If you’re an adrenaline junkie this post is for you. One of the scariest things I’ve ever done on my travels was cycle 64km on the worlds most dangerous road, the ‘Death Road’ in Bolivia. The official name for the road is The Yungas Road but the locals tend to call it ‘El Camino Del Muerte’ which translates to the road of death. This nickname is no exaggeration, as almost 300 people are estimated to die using this road each year. It is not for the faint hearted.
With statistics this high you would think people would stay well clear from this ill-fated road but you may be surprised to learn that this is one of Bolivia’s most popular tourist attractions with over 25,000 people willingly cycling down the death road each year, myself included. I won’t lie, I was terrified the entire time, my knuckles white from gripping my handle bars so tightly (and even now, looking back at pictures to write this article makes me feel a little nauseous) but what’s life without a little risk and danger, hey?
The Death Road was built in the 1930’s and since that time has claimed the lives of around 300 people each year. At a quick calculation that estimates to be around 20,000 people in the last 80 or so years. With a stretch of road of no more than 64km this means one death every 3 metres. That is pretty crazy statistics!
In the last ten years over 18+ tourists have died following this popular tourist path. It’s crazy to think that something as simple as an overlooked stone could add you to this statistic.

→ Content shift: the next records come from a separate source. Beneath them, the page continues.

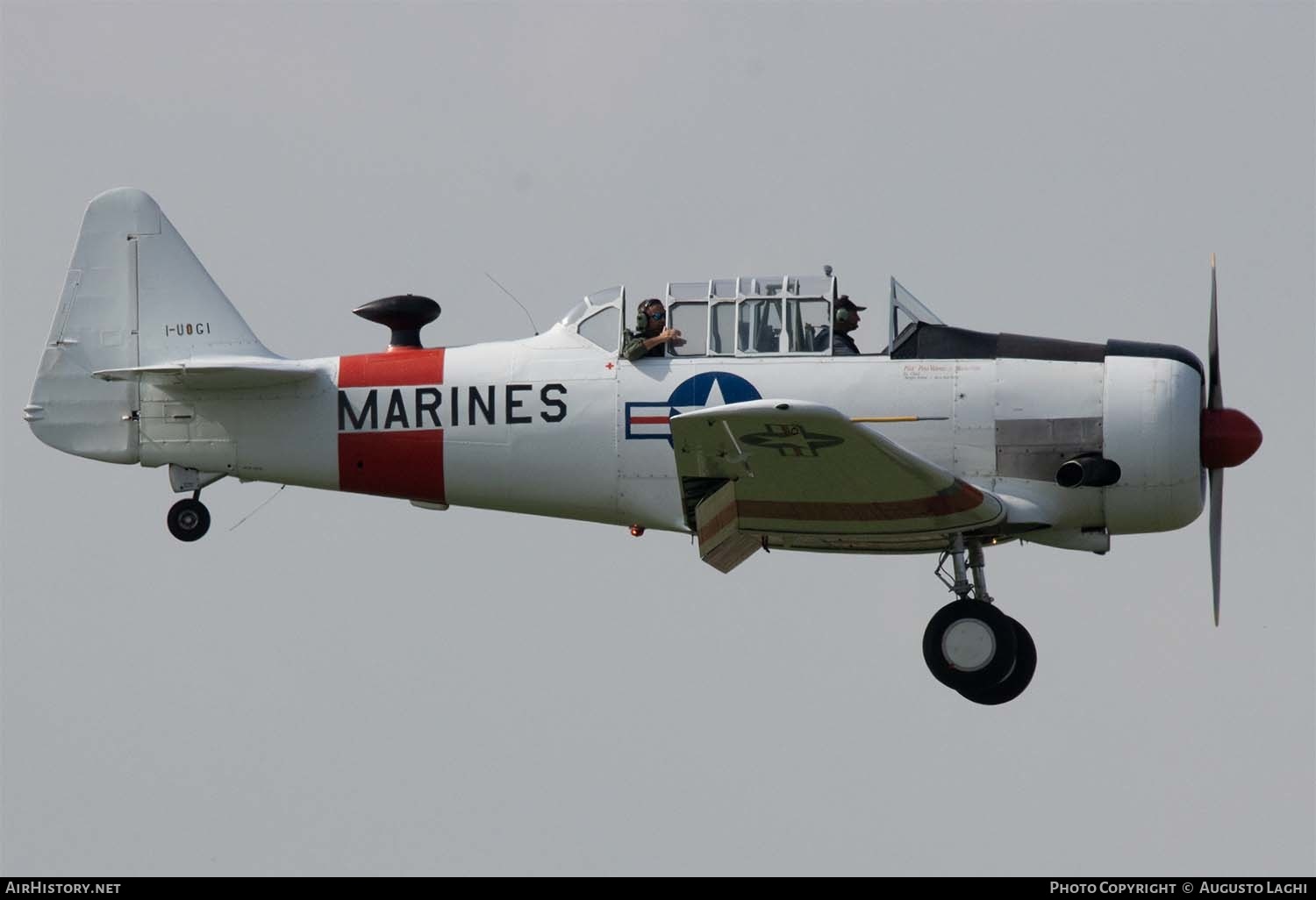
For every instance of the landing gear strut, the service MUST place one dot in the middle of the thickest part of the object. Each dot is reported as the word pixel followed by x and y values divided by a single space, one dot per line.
pixel 970 645
pixel 189 520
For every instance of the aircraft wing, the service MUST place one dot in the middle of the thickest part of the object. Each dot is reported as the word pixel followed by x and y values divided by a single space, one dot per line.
pixel 802 475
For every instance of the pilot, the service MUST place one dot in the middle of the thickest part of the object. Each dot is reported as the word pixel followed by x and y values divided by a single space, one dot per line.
pixel 845 320
pixel 650 333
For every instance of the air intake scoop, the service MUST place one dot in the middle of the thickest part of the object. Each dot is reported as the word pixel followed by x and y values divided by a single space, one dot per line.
pixel 403 315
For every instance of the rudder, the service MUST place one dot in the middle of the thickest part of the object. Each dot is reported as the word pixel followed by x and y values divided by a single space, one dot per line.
pixel 136 295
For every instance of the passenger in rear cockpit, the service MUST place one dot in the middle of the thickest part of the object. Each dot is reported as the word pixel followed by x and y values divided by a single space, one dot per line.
pixel 845 318
pixel 650 333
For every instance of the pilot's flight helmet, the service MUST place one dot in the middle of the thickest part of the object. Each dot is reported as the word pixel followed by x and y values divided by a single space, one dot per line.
pixel 842 310
pixel 642 313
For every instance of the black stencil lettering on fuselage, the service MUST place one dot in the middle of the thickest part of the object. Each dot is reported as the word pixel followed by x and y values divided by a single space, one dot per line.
pixel 513 404
pixel 423 407
pixel 476 399
pixel 347 412
pixel 397 411
pixel 426 402
pixel 552 402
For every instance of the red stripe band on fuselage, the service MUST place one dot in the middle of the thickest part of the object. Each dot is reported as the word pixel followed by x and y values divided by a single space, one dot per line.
pixel 408 463
pixel 392 368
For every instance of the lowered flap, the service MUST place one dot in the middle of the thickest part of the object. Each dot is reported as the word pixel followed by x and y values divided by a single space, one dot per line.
pixel 808 475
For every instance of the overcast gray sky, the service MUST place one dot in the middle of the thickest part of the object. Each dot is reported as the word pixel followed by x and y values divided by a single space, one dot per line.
pixel 347 684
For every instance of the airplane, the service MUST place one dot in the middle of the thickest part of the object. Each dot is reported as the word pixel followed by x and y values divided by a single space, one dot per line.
pixel 749 433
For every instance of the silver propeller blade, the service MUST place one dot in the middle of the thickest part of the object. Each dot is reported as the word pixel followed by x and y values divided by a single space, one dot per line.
pixel 1218 489
pixel 1215 399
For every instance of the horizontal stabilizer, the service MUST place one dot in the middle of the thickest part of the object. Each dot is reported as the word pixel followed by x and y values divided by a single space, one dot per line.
pixel 221 374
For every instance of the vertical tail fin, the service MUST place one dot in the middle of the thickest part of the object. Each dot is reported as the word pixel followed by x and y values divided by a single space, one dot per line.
pixel 134 295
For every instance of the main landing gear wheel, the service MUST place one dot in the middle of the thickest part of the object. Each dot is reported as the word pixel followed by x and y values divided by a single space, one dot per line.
pixel 189 520
pixel 1013 684
pixel 970 645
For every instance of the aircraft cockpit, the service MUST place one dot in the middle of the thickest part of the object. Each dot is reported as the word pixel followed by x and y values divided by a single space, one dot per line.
pixel 749 316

Most backpackers choose to cycle the death road with the company Gravity, who are the most well-known tour company in La Paz. We chose to cycle with Barracuda instead as they were quite a bit cheaper and also had great reviews. Whoever you choose to go with, be sure to ask your fellow travellers for their opinions and advice and shop around. Safety is the most important factor at the end of the day. In 2012 we payed 450 Bolivianos for the tour which at the time was around $60 AUD but with current exchange rate is almost $90.
At 7.30am you’ll meet your group (usually no more than seven people per guide) at a local cafe in La Paz where they’ll provide you your gear (windbreaker outfit, gloves, full-face helmet, goggles, knee-pads, bike etc) and then drive you an hour to the start of the route.
You will potentially have to take a sip of 97% pure alcohol to give thanks to Pachamama (mother earth) which is a tradition Bolivians do before any journey. This may also explain why there are so many drunk drivers on Bolivian roads, just saying….
It’s important to note that whilst the route is 64km long, 90% of this is downhill so you don’t need to be overly fit to take part in this activity.
The first 20km are easy, you’ll be riding down paved, tarmac roads with sweeping views of the Andes mountain range. This part is included so you can get comfortable with your bike before the challenge of the Death Road begins.
From snow-covered mountains and plains to the steamy Amazonian rainforest you’ll reach the Death Road, a mere 3 metre wide (as wide as a car) dirt/gravel road which is cut precariously into the mountain side. Bolivians normally drive on the right side of the road but on the Death Road they drive on the left so that the driver can see the vehicles outside wheel, which means you’ll be required to cycle right next to the edge of the cliff, with sheer drops of 1000+ metres and no guard rails to protect you.
Visibility can be hard with mist, low cloud and dust frequenting the area. As you cycle you’ll regularly see markings to symbolise where people lost their life.
You will end the cycle at the town of Coroico. You will have lunch, be given the option to swim in either a pool or the river and have warm showers. From here you can either choose to stay in Coroico and either volunteer at the animal sanctuary La Senda Verde, stay a few days in the local town or return to La Paz in the bus with your group. Note that this means you will have to drive back up the Death Road…
Don’t believe it’s that scary? Watch this sad video of a bus falling off…
We decided to stay in Coroico before taking another bus to Rurrenbaque to visit the Amazon Rainforest. No one told us until afterwards that the bus ride from Coroico to Rurrenbaque is far scarier than the ‘cycling section’ of the Death Road. Our tyres were half off the edge of the cliffside the entire time. Knowing now what the road is like I would 100% not recommend this option, but the choice is yours.
I will write a blog post soon on Rurrenbaque, if you are interested.
Note that the wet season in Bolivia is between December and March and so the road is much more dangerous. If this looks like an activity you’d like to do try and do it before or after these months, both for your safety and the guides.
The Death Road is truly the most dangerous road in the world and definitely one of the scariest things I’ve ever done (if not the scariest). My 21 year old self was far braver than I am now and I don’t know if I would do it again given the chance but I do love to live by the idea of trying everything once and I’m glad that I had this experience as it so unique.